Member of the Mississippi House of Representatives from the Coahoma County district
- In office January 1908 – January 1920

Personal details
- Born: January 27, 1880 Jackson, Mississippi, U.S.
- Died: October 3, 1955 (aged 75) Greenville, Mississippi, U.S.
- Party: Democrat
- Spouse: Martha Anderson (m. 1905)

= Oscar G. Johnston =

American politician

Oscar Goodbar Johnston (January 27, 1880 - October 3, 1955) was an American politician and public officer from the state of Mississippi.

== Early life ==
Oscar Goodbar Johnston was born on January 27, 1880, in Jackson, Mississippi. He was the son of John Calvin Johnston and Emma Elizabeth (Goodbar) Johnston. John Calvin Johnston was the deputy state auditor of Mississippi for several years. When Oscar was in his youth, Oscar attended public and private schools in Jackson, Kansas City, and Memphis. He graduated from the Kentucky Military Institute in 1899 as the salutatorian of his class.

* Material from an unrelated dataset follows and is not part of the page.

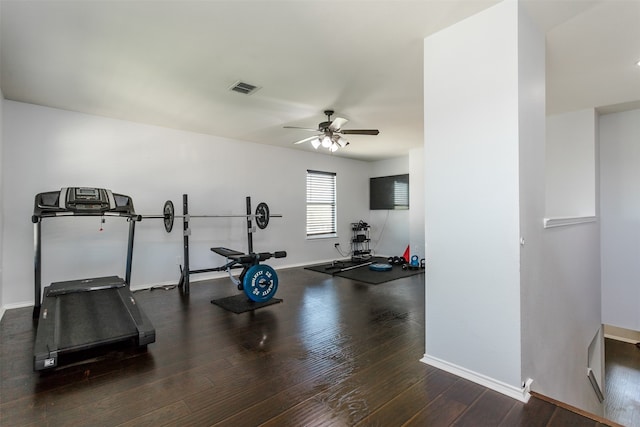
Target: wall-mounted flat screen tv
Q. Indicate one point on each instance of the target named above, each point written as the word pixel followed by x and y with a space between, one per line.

He then studied law, going to the University of Mississippi for one term, before switching colleges and graduating from Cumberland University with a law degree and as the class orator in 1901. He first practiced law at West Point, Mississippi, in 1901.

== Political career ==

=== State Legislature ===
Johnston was first elected to the Mississippi House of Representatives, representing Coahoma County as a Democrat, on November 5, 1907. In the 1908 and 1910 sessions, he served on the Judiciary, Federal Relations, Corporations, and Mississippi Levees committees. He was re-elected on November 7, 1911, for the 1912 and 1914 sessions. During those sessions, he was the chairman of the Judiciary committee, and also was served in the Fees and Salaries, Mississippi Levees, Constitution, Drainage, and Rules committees. He was re-elected once more in November 1915, where he served on the Judiciary, Mississippi Levees, Railroads, and Insurance Committees. In the 1916 session, he attempted to run for Speaker of the Mississippi House of Representatives, but lost in a three-way race to Martin Sennett Conner. He left the Legislature to serve in the Tank Corps as a private in World War I, and was commissioned a lieutenant in 1919.

=== Run for Governor ===
Following service in WWI, Johnston attempted to run for Mississippi Governor in 1919. However, he lost the second primary to Lee M. Russell.

== Organizations ==
He became the president of the Delta & Pine Land Company of Mississippi in 1929. In 1933, he was appointed the Director of Finance for the newly created Agricultural Adjustment Administration (AAA). In 1938, he founded the National Cotton Council, and served as president of that organization until his retirement.

== Personal life and death ==
In 1905, he married Martha Anderson. He died on October 3, 1955, in Greenville, Mississippi.